What has been Chipotle’s response? Steve Ells, the CEO and Founder, said in an interview, “I’m sorry for the people who got sick, they’re having a tough time and I feel terrible about that. We’re doing a lot to rectify that so this won’t happen again.” He also said “We’re serving extraordinary quality ingredients, and that’s been something in place for many, many years now, and we’re best in the world at that. We’re going to be the best in the world at food safety, and we’re taking this very, very seriously.”

Chipotle did outline new protocols in place, which included tighter controls on suppliers, increased testing of produce, and new operational practices for handling certain higher risk ingredients.

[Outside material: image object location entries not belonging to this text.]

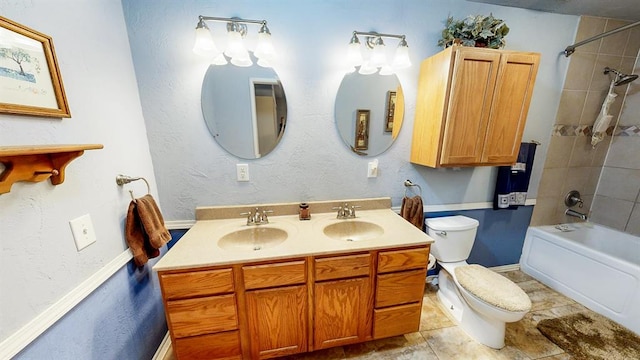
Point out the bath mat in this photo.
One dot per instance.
(591, 336)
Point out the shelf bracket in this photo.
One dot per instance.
(37, 164)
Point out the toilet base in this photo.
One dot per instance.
(486, 331)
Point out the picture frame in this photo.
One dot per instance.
(361, 141)
(30, 80)
(390, 110)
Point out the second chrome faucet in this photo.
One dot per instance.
(345, 211)
(257, 217)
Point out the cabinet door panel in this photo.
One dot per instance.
(342, 312)
(196, 283)
(191, 317)
(277, 321)
(514, 88)
(473, 81)
(396, 320)
(224, 345)
(400, 288)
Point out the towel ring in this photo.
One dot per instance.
(125, 179)
(408, 184)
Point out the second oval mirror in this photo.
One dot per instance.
(244, 108)
(369, 111)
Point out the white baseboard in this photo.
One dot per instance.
(34, 328)
(506, 268)
(163, 349)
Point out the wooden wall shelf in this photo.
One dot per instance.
(35, 163)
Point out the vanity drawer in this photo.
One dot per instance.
(400, 288)
(224, 345)
(196, 283)
(396, 320)
(398, 260)
(199, 316)
(271, 275)
(340, 267)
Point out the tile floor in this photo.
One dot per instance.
(440, 339)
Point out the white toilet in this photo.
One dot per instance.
(481, 300)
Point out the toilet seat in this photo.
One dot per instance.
(492, 288)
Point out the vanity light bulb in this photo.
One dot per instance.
(203, 44)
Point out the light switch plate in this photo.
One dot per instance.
(83, 233)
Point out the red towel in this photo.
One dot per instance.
(144, 229)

Overall though, there simply wasn’t much social media response from Chipotle. Missed opportunity.

How would I have handled the response if I were in charge? I would have made a big deal out of it. I would have had Chipotle address the problem loudly and head-on across all of their social media channels, with the following essential message: “We screwed up, big time. Our mission is food with integrity, and we let you down. We’re deeply sorry. We’re also taking this as a wake-up call to action.”

Then, I’d actively put out quality content in the form of videos and images that explains how we’re revamping our food safety processes to ensure that this won’t happen again.

We’d emergence stronger than before. I’d take the fail and turn it into a win. Speaking of winning, I just at Chipotle.